En la vasta expansión más allá de la Barrera Planar, el silencio no era la mera ausencia de sonido.
Era algo vivo, antiguo y profundo, que envolvía a Aquiles como el abrazo del propio espacio.
¡Aquí, en la infinita catedral del espacio, cada aliento que tomaba parecía resonar con el peso de las estrellas!
Aliento… cuando ni siquiera había aire.
¡Pero podía respirar!
¡Su Linaje del Rey Emperador Adrastia sentía que, por fin, podía respirar su aire natal!
Su cuerpo flotaba inmóvil, suspendido en el vacío cósmico, pero en su interior, el poder surgía con una complejidad que desafiaba la comprensión.

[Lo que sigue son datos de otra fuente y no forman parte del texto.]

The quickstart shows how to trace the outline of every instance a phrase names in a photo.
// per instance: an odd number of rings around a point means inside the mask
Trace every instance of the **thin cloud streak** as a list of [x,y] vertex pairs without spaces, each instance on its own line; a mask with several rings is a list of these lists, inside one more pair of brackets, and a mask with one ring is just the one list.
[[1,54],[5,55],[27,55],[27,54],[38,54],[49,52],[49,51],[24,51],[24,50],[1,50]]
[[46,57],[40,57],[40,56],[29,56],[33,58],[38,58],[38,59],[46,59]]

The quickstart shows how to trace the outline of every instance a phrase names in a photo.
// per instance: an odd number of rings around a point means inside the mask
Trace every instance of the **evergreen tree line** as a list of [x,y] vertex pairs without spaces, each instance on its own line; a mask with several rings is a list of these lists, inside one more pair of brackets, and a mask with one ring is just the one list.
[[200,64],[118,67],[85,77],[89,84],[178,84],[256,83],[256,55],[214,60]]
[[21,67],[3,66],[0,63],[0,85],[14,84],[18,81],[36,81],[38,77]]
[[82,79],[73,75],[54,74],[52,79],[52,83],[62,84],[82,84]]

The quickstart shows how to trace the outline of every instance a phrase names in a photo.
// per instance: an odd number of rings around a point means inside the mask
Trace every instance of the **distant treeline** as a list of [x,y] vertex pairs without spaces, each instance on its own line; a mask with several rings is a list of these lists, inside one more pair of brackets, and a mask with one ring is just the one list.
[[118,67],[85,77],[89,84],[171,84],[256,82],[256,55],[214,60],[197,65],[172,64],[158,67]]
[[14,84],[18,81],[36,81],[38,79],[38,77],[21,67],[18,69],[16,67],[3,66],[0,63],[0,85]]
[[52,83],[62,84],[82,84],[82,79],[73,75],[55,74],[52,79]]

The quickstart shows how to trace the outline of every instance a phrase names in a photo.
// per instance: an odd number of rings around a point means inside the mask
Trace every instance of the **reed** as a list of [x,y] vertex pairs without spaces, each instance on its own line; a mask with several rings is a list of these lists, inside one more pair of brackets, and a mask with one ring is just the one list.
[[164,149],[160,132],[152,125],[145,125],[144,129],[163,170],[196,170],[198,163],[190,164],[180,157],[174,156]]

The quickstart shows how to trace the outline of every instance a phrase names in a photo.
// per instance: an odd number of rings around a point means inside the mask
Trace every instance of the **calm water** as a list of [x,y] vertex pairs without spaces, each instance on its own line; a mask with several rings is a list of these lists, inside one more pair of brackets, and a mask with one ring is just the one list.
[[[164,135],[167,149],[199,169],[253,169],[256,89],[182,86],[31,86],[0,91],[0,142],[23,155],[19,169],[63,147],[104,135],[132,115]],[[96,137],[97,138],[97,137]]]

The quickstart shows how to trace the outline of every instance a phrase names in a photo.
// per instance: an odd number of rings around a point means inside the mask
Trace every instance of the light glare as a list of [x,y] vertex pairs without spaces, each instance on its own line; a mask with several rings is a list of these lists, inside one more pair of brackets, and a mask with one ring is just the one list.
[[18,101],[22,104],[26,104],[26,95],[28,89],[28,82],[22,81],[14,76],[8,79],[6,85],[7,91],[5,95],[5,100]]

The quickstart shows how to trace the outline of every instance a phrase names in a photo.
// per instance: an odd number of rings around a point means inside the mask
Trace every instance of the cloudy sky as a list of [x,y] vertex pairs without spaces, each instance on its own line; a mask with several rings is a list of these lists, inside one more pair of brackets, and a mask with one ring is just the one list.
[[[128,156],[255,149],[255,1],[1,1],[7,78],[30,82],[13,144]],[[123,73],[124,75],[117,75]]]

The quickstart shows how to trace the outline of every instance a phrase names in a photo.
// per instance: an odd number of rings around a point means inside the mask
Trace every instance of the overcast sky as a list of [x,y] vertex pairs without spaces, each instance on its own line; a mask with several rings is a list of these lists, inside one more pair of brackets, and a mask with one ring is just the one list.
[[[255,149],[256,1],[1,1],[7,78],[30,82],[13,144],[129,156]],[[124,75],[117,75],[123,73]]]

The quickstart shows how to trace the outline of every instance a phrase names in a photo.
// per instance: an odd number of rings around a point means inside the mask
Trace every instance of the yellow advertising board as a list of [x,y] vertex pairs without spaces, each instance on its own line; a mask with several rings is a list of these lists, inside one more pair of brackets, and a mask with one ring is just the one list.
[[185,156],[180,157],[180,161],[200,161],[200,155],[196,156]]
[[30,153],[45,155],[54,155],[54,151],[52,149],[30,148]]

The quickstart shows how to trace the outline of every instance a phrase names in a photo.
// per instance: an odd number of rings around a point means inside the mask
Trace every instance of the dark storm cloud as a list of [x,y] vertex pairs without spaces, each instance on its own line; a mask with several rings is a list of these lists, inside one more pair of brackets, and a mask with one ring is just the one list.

En el momento en que su forma atravesó el velo translúcido que protegía su plano natal, algo fundamental había cambiado.
¡El Linaje del Rey Emperador Adrastia, se dio cuenta con claridad, nunca estuvo destinado a los confines planetarios!
Espacio.
Este era su hogar. ¡El verdadero hogar!
Este tejido infinito de estrellas y oscuridad, este reino donde la luz viajaba durante eones solo para besar distantes cuerpos estelares… aquí era donde pertenecía su linaje. ¡Donde siempre había pertenecido!
La sensación de regresar no se parecía a nada que hubiera experimentado. Era como si hubiera caminado por la vida con pesas encadenadas a su alma y, ahora, por fin, esas cadenas hubieran sido cortadas.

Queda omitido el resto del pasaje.